The Evolution of Data Resource Management
Traditional data management techniques predominantly focused on structured data stored in relational databases, with emphasis on data accuracy and access control. However, the current data landscape is characterized by increasing volume, variety, and velocity—often termed the '3Vs' of Big Data (Laney, 2001). Managed effectively, these diverse data sources include not only transactional data but also social media feeds, sensor outputs, and multimedia content, each requiring specialized storage and processing solutions (Chen, Mao, & Liu, 2014). This complexity demands that organizations transition toward more flexible, scalable, and intelligent management infrastructures.
Innovative data management solutions such as cloud-based data lakes enable the storage of raw data, unlocking analytical potential without the constraints of predefined schemas (Zikopoulos et al., 2012). Furthermore, the integration of artificial intelligence (AI) and machine learning algorithms supports real-time data processing, anomaly detection, and predictive analytics, fostering more responsive data ecosystems (Mayer-Schönberger & Cukier, 2013). As data types evolve, so must management strategies—adopting modular architectures, adopting data governance frameworks compatible with cloud and hybrid environments, and emphasizing data lineage and provenance to maintain trustworthiness (Kannan & Palanisamy, 2018).
The Role of the Data Steward as an Innovative Concept
The role of a data steward has gained prominence due to the increasing complexity of data governance in contemporary settings. A data steward acts as an entity responsible for ensuring data quality, compliance, and proper usage within an organization (Gordon & Redman, 2018). This role is innovative because it formalizes accountability in data management, bridging technical and business domains. It introduces a proactive approach—rather than merely managing data reactively, data stewards develop policies, standards, and procedures that promote data integrity and usability (Ladley, 2012).
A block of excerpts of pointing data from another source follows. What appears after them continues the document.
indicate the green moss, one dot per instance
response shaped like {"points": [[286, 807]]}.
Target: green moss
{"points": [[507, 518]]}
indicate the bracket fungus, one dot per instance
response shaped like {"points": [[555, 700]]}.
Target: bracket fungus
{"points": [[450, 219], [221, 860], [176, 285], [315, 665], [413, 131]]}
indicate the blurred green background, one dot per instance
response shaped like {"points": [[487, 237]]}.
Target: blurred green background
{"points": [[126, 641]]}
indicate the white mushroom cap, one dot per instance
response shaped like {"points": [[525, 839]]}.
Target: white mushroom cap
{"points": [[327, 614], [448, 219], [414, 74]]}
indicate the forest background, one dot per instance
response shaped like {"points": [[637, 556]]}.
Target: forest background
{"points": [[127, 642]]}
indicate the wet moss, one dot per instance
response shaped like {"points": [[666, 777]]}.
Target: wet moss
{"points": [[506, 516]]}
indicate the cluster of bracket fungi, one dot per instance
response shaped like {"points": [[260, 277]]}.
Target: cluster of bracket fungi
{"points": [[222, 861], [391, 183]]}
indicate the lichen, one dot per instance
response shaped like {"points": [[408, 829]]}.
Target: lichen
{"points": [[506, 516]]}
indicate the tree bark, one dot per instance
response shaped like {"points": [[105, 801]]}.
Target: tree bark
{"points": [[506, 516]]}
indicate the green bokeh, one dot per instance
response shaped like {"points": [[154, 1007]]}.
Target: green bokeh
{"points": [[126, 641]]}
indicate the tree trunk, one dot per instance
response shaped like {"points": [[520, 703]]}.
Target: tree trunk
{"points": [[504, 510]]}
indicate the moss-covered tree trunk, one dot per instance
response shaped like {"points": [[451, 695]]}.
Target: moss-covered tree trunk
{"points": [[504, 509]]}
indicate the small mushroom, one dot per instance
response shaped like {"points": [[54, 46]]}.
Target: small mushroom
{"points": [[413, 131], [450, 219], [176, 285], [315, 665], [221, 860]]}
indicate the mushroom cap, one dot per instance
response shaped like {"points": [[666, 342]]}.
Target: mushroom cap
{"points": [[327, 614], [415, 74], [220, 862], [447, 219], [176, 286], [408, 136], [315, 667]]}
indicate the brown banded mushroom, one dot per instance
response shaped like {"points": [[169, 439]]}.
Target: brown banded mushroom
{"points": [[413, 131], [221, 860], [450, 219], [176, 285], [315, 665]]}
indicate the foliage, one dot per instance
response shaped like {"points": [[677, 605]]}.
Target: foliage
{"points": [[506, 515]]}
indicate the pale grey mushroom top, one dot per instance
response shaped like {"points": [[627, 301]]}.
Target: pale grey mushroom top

Moreover, data stewards facilitate a culture of data literacy, empowering various departments to leverage data responsibly. They serve as champions of emerging data privacy regulations such as GDPR and CCPA, ensuring organizational compliance and mitigating risks (Purdy & Dai, 2019). By fostering transparency and trust in data assets, data stewards innovate on traditional data management roles, making data governance more dynamic, collaborative, and aligned with organizational objectives.
Decision-Making in Telecommunication Network Installation and Management
For a business manager facing the choice of hiring an expert versus managing telecommunication network installation independently, an analytical decision-making process is essential. The decision hinges upon factors such as cost, expertise, time constraints, and strategic importance of the network. Hiring an expert is often advantageous due to specialized knowledge, reduced risk of errors, and faster deployment. Experts bring experience with the latest technologies and regulatory standards, potentially resulting in better performance and future scalability (Wang et al., 2020).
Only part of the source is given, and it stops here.